The executive team plans to use the next meeting to run “101 Workshops” or short introductory lessons on how to employ useful tools like social media, lunch meetings, and petitions to promote DEI.
“We are planning on hosting a workshop session with the ambassadors that will allow for them to learn about our initiatives like our social media account, our Chit-Chat & Chew meetings, and our curriculum and institutional petitions. Hopefully, they will take these initiatives back to their own communities and create positive change,” Parayre said.
The NDC hopes to further its accomplishments and finish the year strongly with an end-of-year nationwide conference in order to bring more students into the organization.
Luong said, “Our ambassadors are going to be leading student-led workshops on topics ranging from transgender awareness, police brutality, to different DEI topics that are not covered in the everyday school curriculum. We wanted to impact the greater community, and we know that through mobilizing each school, there will be an enormous turnout for our conference.”
The DA largely attributes the NDC’s success to the scale and magnitude it has achieved, allowing them to reach further and with more influence than they ever imagined they could.
“The National Diversity Coalition … allows members of different school communities –– including Haverford Diversity Alliance members –– to meet with other students who have similar passions for DEI work,” Third Form Communications Co-Chair Christopher Schwarting said. “It is truly powerful to see such an ambitious and passionate group of young leaders gather to be the drivers of the changes they wish to see in issues all across diversity, equity, and inclusion issues.”
“I realized that the Haverford community only goes so far, so I felt like there was an opportunity to expand our influence beyond the Haverford community on a national platform.”Quinn Luong ’22
Parayre added, “All year we have been working individually as a school, and while [we] will absolutely continue to do so, we wanted to spark larger change.
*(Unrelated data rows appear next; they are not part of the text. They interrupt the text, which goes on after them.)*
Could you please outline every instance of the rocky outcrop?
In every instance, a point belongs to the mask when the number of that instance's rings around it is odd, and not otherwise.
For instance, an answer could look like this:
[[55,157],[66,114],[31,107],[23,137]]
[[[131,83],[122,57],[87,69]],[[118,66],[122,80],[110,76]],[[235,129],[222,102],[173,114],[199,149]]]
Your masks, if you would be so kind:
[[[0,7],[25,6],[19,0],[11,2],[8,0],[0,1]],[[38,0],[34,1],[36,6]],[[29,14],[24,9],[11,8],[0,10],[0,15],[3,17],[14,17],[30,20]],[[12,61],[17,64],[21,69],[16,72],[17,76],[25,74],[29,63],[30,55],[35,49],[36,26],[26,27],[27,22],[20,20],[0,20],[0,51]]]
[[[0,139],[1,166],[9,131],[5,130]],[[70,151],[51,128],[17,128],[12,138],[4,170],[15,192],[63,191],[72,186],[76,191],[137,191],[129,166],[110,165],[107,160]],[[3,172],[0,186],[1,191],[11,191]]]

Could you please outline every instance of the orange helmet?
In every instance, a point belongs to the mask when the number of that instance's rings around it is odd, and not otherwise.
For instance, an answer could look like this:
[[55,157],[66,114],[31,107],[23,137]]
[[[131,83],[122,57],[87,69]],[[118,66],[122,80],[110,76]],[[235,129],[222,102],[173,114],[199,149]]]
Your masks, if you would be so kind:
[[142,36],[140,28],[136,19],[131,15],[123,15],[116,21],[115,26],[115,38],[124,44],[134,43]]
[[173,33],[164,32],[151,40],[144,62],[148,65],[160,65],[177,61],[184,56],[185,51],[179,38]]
We wanted to affect others who might not have the same opportunity to be a part of anything like the Diversity Alliance, so what better way than to create a coalition that incorporates members from across the country?”
“I realized that the Haverford community only goes so far, so I felt like there was an opportunity to expand our influence beyond the Haverford community on a national platform,” Luong said.
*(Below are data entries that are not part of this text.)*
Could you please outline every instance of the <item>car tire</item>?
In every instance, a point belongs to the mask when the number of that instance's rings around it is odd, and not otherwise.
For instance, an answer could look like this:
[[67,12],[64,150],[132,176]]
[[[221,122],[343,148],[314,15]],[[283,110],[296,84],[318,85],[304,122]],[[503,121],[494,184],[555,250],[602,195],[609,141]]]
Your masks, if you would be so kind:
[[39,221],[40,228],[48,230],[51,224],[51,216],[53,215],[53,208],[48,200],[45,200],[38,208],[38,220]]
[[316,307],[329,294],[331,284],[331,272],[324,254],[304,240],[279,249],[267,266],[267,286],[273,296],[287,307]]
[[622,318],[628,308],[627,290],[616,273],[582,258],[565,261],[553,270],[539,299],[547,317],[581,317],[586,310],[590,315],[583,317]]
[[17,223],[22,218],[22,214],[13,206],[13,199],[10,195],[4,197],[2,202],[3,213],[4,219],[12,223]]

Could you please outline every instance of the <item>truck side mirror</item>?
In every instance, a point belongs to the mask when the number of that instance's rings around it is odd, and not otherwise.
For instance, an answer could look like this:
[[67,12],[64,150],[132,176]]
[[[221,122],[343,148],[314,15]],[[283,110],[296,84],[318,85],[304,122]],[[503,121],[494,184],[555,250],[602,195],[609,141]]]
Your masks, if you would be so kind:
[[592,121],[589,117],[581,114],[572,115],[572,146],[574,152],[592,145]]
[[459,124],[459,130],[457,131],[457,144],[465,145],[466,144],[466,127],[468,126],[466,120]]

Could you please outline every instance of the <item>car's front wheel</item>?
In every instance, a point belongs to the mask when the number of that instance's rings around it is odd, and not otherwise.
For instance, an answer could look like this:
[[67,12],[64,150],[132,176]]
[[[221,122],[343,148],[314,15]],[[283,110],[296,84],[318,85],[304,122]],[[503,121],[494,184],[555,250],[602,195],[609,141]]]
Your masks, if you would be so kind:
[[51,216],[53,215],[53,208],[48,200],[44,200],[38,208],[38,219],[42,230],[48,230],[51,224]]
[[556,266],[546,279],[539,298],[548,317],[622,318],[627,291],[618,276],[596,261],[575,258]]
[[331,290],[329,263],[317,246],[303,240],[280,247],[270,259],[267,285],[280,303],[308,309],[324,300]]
The NDC has already begun to make an impact in schools across the country and is only growing, but the NDC’s young Haverford-based leadership team has also drawn the respect of senior members within the Haverford DA.
Sixth Former Co-Chair Ryan Ngo recognized the truly exceptional work of the young squad.
Ngo said, “The seniors and I could not be more proud of the work these guys are doing at such a young age, and I am looking forward to the changes they can bring to our community as they continue to move through their years in the upper school.”